[LeetCode] Product of Array Except Self 除本身之外的数组之积

 

Given an array of n integers where n > 1, nums, return an array output such that output[i] is equal to the product of all the elements of nums except nums[i].

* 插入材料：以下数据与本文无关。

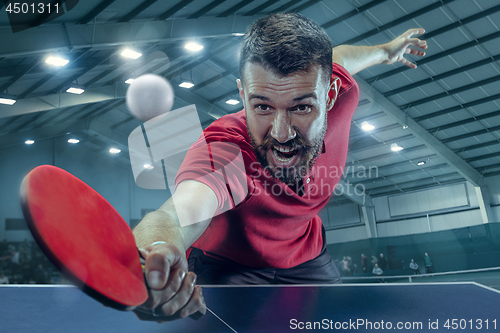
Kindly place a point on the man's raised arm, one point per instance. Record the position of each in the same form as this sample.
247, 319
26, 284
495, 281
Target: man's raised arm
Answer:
356, 58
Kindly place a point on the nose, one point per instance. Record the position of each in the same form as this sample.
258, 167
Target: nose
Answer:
282, 130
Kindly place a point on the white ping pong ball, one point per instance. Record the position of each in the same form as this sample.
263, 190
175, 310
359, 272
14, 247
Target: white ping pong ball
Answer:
149, 96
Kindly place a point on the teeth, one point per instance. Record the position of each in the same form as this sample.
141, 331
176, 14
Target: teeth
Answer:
282, 149
281, 159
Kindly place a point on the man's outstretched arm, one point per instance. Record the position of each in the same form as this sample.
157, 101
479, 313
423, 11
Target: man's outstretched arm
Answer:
356, 58
163, 237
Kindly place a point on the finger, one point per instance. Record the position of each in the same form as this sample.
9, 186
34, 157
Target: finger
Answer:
182, 297
407, 63
196, 307
172, 287
412, 32
414, 52
417, 42
158, 263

Solve it without division and in O(n).

For example, given [1,2,3,4], return [24,12,8,6].

Follow up:
Could you solve it with constant space complexity? (Note: The output array does not count as extra space for the purpose of space complexity analysis.)

 

这道题给定我们一个数组,让我们返回一个新数组,对于每一个位置上的数是其他位置上数的乘积,并且限定了时间复杂度O(n),并且不让我们用除法。如果让用除法的话,那这道题就应该属于Easy,因为可以先遍历一遍数组求出所有数字之积,然后除以对应位置的上的数字。但是这道题禁止我们使用除法,那么我们只能另辟蹊径。我们想,对于某一个数字,如果我们知道其前面所有数字的乘积,同时也知道后面所有的数乘积,那么二者相乘就是我们要的结果,所以我们只要分别创建出这两个数组即可,分别从数组的两个方向遍历就可以分别创建出乘积累积数组。参见代码如下:

 

C++ 解法一:

class Solution {
public:
    vector<int> productExceptSelf(vector<int>& nums) {
        int n = nums.size();
        vector<int> fwd(n, 1), bwd(n, 1), res(n);
        for (int i = 0; i < n - 1; ++i) {
            fwd[i + 1] = fwd[i] * nums[i];
        }
        for (int i = n - 1; i > 0; --i) {
            bwd[i - 1] = bwd[i] * nums[i];
        }
        for (int i = 0; i < n; ++i) {
            res[i] = fwd[i] * bwd[i];
        }
        return res;
    }
};

 

Java 解法一:

public class Solution {
    public int[] productExceptSelf(int[] nums) {
        int n = nums.length;
        int[] res = new int[n];
        int[] fwd = new int[n], bwd = new int[n];
        fwd[0] = 1; bwd[n - 1] = 1;
        for (int i = 1; i < n; ++i) {
            fwd[i] = fwd[i - 1] * nums[i - 1];
        }
        for (int i = n - 2; i >= 0; --i) {
            bwd[i] = bwd[i + 1] * nums[i + 1];
        }
        for (int i = 0; i < n; ++i) {
            res[i] = fwd[i] * bwd[i];
        }
        return res;
    }
}

 

我们可以对上面的方法进行空间上的优化,由于最终的结果都是要乘到结果res中,所以我们可以不用单独的数组来保存乘积,而是直接累积到res中,我们先从前面遍历一遍,将乘积的累积存入res中,然后从后面开始遍历,用到一个临时变量right,初始化为1,然后每次不断累积,最终得到正确结果,参见代码如下:

 

C++ 解法二:

class Solution {
public:
    vector<int> productExceptSelf(vector<int>& nums) {
        vector<int> res(nums.size(), 1);
        for (int i = 1; i < nums.size(); ++i) {
            res[i] = res[i - 1] * nums[i - 1];
        }
        int right = 1;
        for (int i = nums.size() - 1; i >= 0; --i) {
            res[i] *= right;
            right *= nums[i];
        }
        return res;
    }
};

 

Java 解法二:

public class Solution {
    public int[] productExceptSelf(int[] nums) {
        int n = nums.length, right = 1;
        int[] res = new int[n];
        res[0] = 1;
        for (int i = 1; i < n; ++i) {
            res[i] = res[i - 1] * nums[i - 1];
        }
        for (int i = n - 1; i >= 0; --i) {
            res[i] *= right;
            right *= nums[i];
        }
        return res;
    }
}

 

参考资料:

https://discuss.leetcode.com/topic/18864/simple-java-solution-in-o-n-without-extra-space

 

    原文作者:Grandyang
    原文地址: http://www.cnblogs.com/grandyang/p/4650187.html
    本文转自网络文章,转载此文章仅为分享知识,如有侵权,请联系博主进行删除。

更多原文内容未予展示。